You have to talk about it and you have to show people what you’re talking about. Muscle testing is still new but many people know about it here and they seek it out. You have to make the suggestion to people you’re already in contact with while letting people who are looking for what you do know that your service is available.

Would you recommend this tool to other practitioners?
Definitely, but it’s a big commitment to learn it at the master level.

Would you recommending training in NRT to people who with to work as a nutritional healer but do not have a medical degree?
Yes I would, but with a qualifier that they work with other experienced licensed practitioners with medical or chiropractic training that can help with crisis.
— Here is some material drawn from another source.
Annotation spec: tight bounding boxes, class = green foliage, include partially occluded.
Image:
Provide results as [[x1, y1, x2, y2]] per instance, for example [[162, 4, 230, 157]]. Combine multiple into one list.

It happens. It can suck to be the person whose recommendation sends someone to urgent care. We get very sick people in our office. It’s not just about eating healthier, people show up with deep old layers of poisons in their bodies, and you need to help them detox in a way that doesn’t hurt them. It’s a considerable responsibility.

NOTE: Emily Kaspari is a student at Northwest College of Naturopathic Medicine. She has a background in Nutrition Response Testing working in the Michigan office of Dr. Darren Schmitt, who is one of the leading practitioners of this modality in the field.